Android On-device AI Real-time Video: CameraX Frames, GPU Preprocessing, and LiteRT Inference
The problem: a 30 fps camera, but the model only saw 8 frames
Last year, while building a real-time portrait segmentation feature, I hit a frustrating issue: CameraX was delivering frames steadily at 30 fps, but the model was only processing around 8 fps. The analyze() callback clearly fired for every frame in logcat. So where did the frames go?
After investigation, the issue came down to three bottlenecks:
- Frame congestion: YUV-to-RGB conversion ran on the CPU, costing 4-6 ms per frame, and
ImageProxywas not closed quickly enough, so the queue filled up - Inference jitter: model inference fluctuated heavily from 15 ms to 40 ms, and occasional timeout frames were dropped internally by CameraX
- Implicit copies: GPU texture upload and OpenCL memory sharing for inference were not wired correctly, causing a GPU-to-CPU-to-GPU detour
These problems are coupled. If any one stage stalls, the whole pipeline slows down.
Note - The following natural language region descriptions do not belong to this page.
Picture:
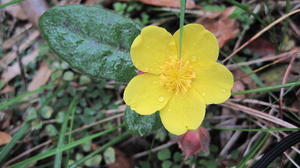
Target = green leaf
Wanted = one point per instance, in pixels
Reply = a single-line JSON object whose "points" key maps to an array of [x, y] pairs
{"points": [[141, 124], [164, 154], [109, 155], [92, 40]]}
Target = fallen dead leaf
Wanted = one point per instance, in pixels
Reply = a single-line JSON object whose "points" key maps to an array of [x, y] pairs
{"points": [[7, 89], [194, 141], [4, 138], [121, 161], [34, 9], [169, 3], [238, 86], [221, 25], [15, 10], [41, 77], [91, 2]]}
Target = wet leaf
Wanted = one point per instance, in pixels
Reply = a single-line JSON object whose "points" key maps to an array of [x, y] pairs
{"points": [[4, 138], [141, 124], [92, 40]]}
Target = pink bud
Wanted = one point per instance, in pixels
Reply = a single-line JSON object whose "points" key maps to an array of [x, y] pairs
{"points": [[194, 141], [139, 72]]}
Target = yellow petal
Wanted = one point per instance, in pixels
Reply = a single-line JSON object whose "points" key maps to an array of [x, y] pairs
{"points": [[183, 112], [151, 48], [145, 95], [198, 44], [214, 82]]}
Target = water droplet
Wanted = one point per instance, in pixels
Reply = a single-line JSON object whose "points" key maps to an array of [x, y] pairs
{"points": [[161, 98]]}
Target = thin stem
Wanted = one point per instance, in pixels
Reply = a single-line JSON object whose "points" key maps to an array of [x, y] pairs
{"points": [[10, 3], [182, 12], [264, 89]]}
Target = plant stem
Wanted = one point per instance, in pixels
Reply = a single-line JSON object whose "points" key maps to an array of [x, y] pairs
{"points": [[110, 143], [182, 13], [10, 3]]}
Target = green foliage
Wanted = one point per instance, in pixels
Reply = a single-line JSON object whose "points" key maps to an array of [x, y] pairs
{"points": [[164, 154], [109, 155], [92, 40], [242, 16], [214, 8], [141, 124]]}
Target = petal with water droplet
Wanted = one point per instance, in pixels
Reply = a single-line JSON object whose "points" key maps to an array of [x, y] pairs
{"points": [[144, 97]]}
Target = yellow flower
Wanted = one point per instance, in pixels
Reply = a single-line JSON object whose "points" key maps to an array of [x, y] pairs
{"points": [[181, 87]]}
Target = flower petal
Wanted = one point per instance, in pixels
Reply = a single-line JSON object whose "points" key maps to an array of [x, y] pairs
{"points": [[183, 112], [198, 44], [214, 82], [151, 48], [145, 95]]}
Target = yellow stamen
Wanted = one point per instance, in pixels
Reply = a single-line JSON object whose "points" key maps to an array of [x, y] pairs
{"points": [[177, 75]]}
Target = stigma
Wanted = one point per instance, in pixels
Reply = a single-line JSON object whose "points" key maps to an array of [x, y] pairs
{"points": [[177, 75]]}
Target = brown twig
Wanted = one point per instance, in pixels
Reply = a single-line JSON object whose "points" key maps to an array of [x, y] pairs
{"points": [[284, 80], [27, 152], [260, 33], [22, 69]]}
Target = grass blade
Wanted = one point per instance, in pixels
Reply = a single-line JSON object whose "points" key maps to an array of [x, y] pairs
{"points": [[63, 130], [7, 148]]}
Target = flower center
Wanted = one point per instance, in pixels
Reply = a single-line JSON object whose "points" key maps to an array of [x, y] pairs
{"points": [[177, 75]]}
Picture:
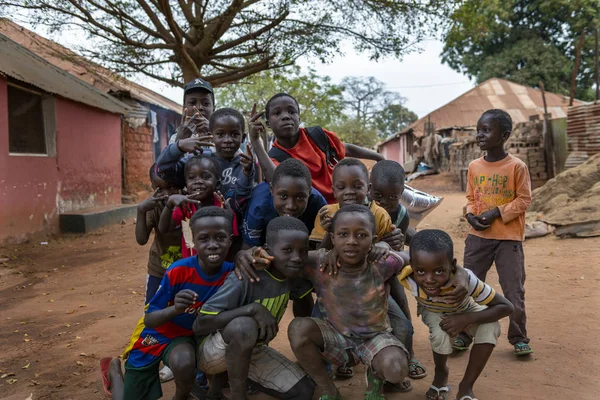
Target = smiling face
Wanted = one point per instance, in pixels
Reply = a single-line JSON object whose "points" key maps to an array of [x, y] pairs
{"points": [[228, 135], [202, 179], [386, 193], [290, 252], [290, 196], [212, 239], [352, 239], [284, 117], [431, 271], [350, 185], [489, 133], [202, 100]]}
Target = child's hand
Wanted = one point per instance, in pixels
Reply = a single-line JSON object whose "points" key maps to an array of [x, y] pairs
{"points": [[180, 200], [267, 324], [247, 160], [489, 216], [325, 218], [194, 143], [455, 324], [395, 238], [248, 261], [379, 251], [476, 222], [329, 262], [152, 202], [255, 126], [184, 299]]}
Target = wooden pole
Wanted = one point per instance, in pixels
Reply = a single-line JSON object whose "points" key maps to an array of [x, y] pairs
{"points": [[547, 137], [576, 67]]}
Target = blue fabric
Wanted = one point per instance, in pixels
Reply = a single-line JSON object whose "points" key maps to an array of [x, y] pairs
{"points": [[261, 211]]}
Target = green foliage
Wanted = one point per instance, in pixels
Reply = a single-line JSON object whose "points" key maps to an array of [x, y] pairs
{"points": [[524, 41], [321, 102]]}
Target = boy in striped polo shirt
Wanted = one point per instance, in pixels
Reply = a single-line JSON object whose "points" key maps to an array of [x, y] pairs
{"points": [[432, 265]]}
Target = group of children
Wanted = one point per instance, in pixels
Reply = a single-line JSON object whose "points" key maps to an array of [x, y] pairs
{"points": [[321, 224]]}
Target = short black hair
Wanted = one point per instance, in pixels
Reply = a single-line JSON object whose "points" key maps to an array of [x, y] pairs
{"points": [[432, 241], [501, 117], [227, 112], [294, 168], [388, 171], [197, 160], [354, 208], [199, 90], [213, 211], [352, 162], [284, 223], [278, 95]]}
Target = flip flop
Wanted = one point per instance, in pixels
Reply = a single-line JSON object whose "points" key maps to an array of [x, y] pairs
{"points": [[104, 364], [413, 366], [522, 349], [444, 389]]}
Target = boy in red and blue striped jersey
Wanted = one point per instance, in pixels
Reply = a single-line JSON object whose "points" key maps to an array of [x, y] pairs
{"points": [[165, 332]]}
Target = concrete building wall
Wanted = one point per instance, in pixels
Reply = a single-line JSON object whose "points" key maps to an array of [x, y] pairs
{"points": [[86, 171]]}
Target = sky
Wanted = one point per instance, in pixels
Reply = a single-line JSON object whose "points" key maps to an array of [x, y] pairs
{"points": [[421, 78]]}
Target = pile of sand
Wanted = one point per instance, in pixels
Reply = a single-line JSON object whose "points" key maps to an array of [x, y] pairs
{"points": [[571, 197]]}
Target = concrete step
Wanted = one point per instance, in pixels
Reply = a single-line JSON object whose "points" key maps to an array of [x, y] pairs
{"points": [[88, 220]]}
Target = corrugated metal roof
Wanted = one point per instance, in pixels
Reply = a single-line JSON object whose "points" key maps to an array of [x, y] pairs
{"points": [[21, 64], [84, 69], [519, 101], [583, 133]]}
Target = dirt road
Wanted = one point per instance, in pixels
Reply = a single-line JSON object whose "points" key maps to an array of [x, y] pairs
{"points": [[69, 303]]}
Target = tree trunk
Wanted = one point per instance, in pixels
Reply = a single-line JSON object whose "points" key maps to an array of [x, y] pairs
{"points": [[576, 67]]}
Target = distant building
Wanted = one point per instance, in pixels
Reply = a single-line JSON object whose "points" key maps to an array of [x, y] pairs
{"points": [[462, 113], [60, 143], [151, 118]]}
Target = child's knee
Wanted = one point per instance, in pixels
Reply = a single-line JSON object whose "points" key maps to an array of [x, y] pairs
{"points": [[300, 331], [440, 342], [242, 331]]}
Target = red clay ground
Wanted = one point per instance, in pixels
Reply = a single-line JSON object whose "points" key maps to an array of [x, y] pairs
{"points": [[67, 304]]}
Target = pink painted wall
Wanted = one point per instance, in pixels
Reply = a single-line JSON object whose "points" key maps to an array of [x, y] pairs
{"points": [[86, 171]]}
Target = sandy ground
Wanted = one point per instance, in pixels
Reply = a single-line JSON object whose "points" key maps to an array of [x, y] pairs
{"points": [[69, 303]]}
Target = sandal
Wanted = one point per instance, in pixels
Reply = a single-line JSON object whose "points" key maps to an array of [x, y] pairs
{"points": [[413, 369], [522, 349], [344, 372], [104, 363], [403, 387], [462, 342], [373, 386], [443, 391]]}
Head-of-line blocking in CameraX callbacks
The default behavior of ImageAnalysis.Analyzer is serial processing. If the previous frame’s analyze() has not returned, the next callback will not fire. If preprocessing and inference run synchronously inside the callback, frame rate is determined by the slowest frame.
// Dangerous pattern: synchronous inference on the callback thread
val analyzer = ImageAnalysis.Analyzer { imageProxy ->
val result = runInference(imageProxy) // Takes 15-40 ms
imageProxy.close()
}
setBackpressureStrategy(STRATEGY_KEEP_ONLY_LATEST) only drops frames when the callback queue is full. It does not solve serial blocking itself. The fix is asynchronous decoupling: the callback only enqueues the frame and returns immediately.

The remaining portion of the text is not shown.